State Bootstrapping #
Often times applications require some intial state provided by historical data in a file, database, or other system.
Because state is managed by Apache Flink’s snapshotting mechanism, for Stateful Function applications, that means
writing the intial state into a savepoint that can be used to start the job.
Users can bootstrap initial state for Stateful Functions applications using Flink’s State Processor API and a StatefulFunctionSavepointCreator
.
Attention: The savepoint creator currently only supports initializing the state for embedded Java functions.
To get started, include the following libraries in your application:
<dependency>
<groupId>org.apache.flink</groupId>
<artifactId>statefun-flink-state-processor</artifactId>
<version>3.2.0</version>
</dependency>
<dependency>
<groupId>org.apache.flink</groupId>
<artifactId>flink-state-processor-api_2.12</artifactId>
<version>3.2.0</version>
</dependency>
State Bootstrap Function #
A StateBootstrapFunction
defines how to bootstrap state for a StatefulFunction
instance with a given input.
Each bootstrap functions instance directly corresponds to a StatefulFunction
type.
Likewise, each instance is uniquely identified by an address, represented by the type and id of the function being bootstrapped.
Any state that is persisted by a bootstrap functions instance will be available to the corresponding live StatefulFunction
instance having the same address.
For example, consider the following state bootstrap function:
public class MyStateBootstrapFunction implements StateBootstrapFunction {
@Persisted
private PersistedValue<MyState> state = PersistedValue.of("my-state", MyState.class);
@Override
public void bootstrap(Context context, Object input) {
state.set(extractStateFromInput(input));
}
}
Assume that this bootstrap function was provided for function type MyFunctionType
, and the id of the bootstrap function instance was id-13
.
The function writes persisted state of name my-state
using the given bootstrap data.
After restoring a Stateful Functions application from the savepoint generated using this bootstrap function, the stateful function instance with address (MyFunctionType, id-13)
will already have state values available under state name my-state
.
Creating A Savepoint #
Savepoints are created by defining certain metadata, such as max parallelism and state backend.
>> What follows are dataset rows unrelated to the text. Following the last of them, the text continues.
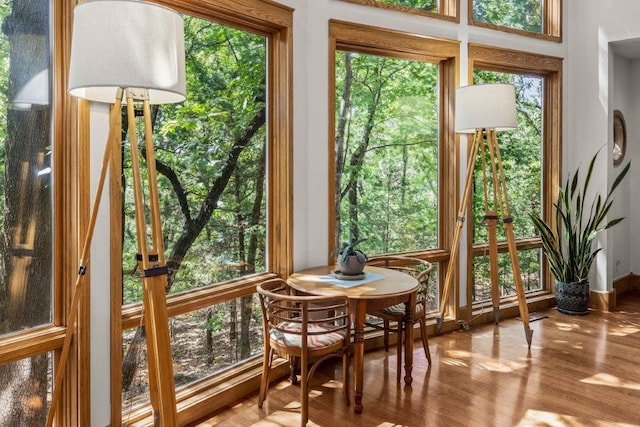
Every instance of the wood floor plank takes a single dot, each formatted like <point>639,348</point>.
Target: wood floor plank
<point>580,371</point>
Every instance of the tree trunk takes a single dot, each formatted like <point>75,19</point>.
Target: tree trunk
<point>27,243</point>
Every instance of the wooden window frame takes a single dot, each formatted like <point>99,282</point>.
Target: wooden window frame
<point>550,69</point>
<point>449,9</point>
<point>67,196</point>
<point>198,399</point>
<point>551,22</point>
<point>380,41</point>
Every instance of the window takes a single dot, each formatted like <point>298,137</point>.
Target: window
<point>37,175</point>
<point>224,210</point>
<point>541,18</point>
<point>530,157</point>
<point>442,9</point>
<point>390,139</point>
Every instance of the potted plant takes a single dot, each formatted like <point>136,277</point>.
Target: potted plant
<point>351,261</point>
<point>569,247</point>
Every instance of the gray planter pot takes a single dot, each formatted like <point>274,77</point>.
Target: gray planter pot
<point>572,298</point>
<point>352,266</point>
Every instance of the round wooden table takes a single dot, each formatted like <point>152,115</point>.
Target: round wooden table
<point>388,288</point>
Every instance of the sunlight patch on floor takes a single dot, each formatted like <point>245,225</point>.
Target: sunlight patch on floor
<point>567,326</point>
<point>281,419</point>
<point>611,381</point>
<point>453,362</point>
<point>624,330</point>
<point>294,404</point>
<point>458,354</point>
<point>332,384</point>
<point>534,418</point>
<point>497,365</point>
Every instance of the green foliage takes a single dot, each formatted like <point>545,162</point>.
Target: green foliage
<point>226,75</point>
<point>521,153</point>
<point>521,14</point>
<point>427,5</point>
<point>569,247</point>
<point>386,152</point>
<point>349,249</point>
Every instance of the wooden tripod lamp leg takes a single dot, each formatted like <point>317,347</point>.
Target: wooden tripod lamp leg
<point>79,288</point>
<point>503,201</point>
<point>455,246</point>
<point>161,384</point>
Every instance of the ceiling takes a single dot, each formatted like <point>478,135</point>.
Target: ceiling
<point>628,48</point>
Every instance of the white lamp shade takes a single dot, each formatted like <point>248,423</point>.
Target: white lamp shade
<point>127,44</point>
<point>487,106</point>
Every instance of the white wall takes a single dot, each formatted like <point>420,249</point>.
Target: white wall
<point>593,92</point>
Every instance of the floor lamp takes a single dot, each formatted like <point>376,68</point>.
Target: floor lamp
<point>482,110</point>
<point>132,52</point>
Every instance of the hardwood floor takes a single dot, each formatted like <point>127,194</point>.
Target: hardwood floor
<point>580,371</point>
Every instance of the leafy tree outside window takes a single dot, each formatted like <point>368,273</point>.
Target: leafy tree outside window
<point>526,15</point>
<point>211,162</point>
<point>442,9</point>
<point>521,152</point>
<point>26,244</point>
<point>386,153</point>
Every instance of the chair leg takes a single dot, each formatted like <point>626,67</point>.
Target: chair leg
<point>304,391</point>
<point>345,376</point>
<point>386,335</point>
<point>264,382</point>
<point>399,351</point>
<point>425,339</point>
<point>293,369</point>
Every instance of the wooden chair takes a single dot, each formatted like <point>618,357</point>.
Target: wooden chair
<point>393,317</point>
<point>303,328</point>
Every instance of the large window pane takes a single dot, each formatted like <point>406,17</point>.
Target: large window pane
<point>25,216</point>
<point>204,342</point>
<point>386,152</point>
<point>25,159</point>
<point>524,15</point>
<point>521,152</point>
<point>428,5</point>
<point>211,164</point>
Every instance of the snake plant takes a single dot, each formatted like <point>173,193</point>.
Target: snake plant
<point>569,247</point>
The default state backend is RocksDB.
int maxParallelism = 128;
StatefulFunctionsSavepointCreator newSavepoint = new StatefulFunctionsSavepointCreator(maxParallelism);
Each input data set is registered in the savepoint creator with a [router]({{ site.baseurl }}/io-module/index.html#router) that routes each record to zero or more function instances. You may then register any number of function types to the savepoint creator, similar to how functions are registered within a stateful functions module. Finally, specify an output location for the resulting savepoint.
// Read data from a file, database, or other location
final ExecutionEnvironment env = ExecutionEnvironment.getExecutionEnvironment();
final DataSet<Tuple2<String, Integer>> userSeenCounts = env.fromElements(
Tuple2.of("foo", 4), Tuple2.of("bar", 3), Tuple2.of("joe", 2));
// Register the dataset with a router
newSavepoint.withBootstrapData(userSeenCounts, MyStateBootstrapFunctionRouter::new);
// Register a bootstrap function to process the records
newSavepoint.withStateBootstrapFunctionProvider(
new FunctionType("apache", "my-function"),
ignored -> new MyStateBootstrapFunction());
newSavepoint.write("file:///savepoint/path/");
env.execute();
For full details of how to use Flink’s DataSet
API, please check the official documentation.
Deployment #
After creating a new savpepoint, it can be used to provide the initial state for a Stateful Functions application.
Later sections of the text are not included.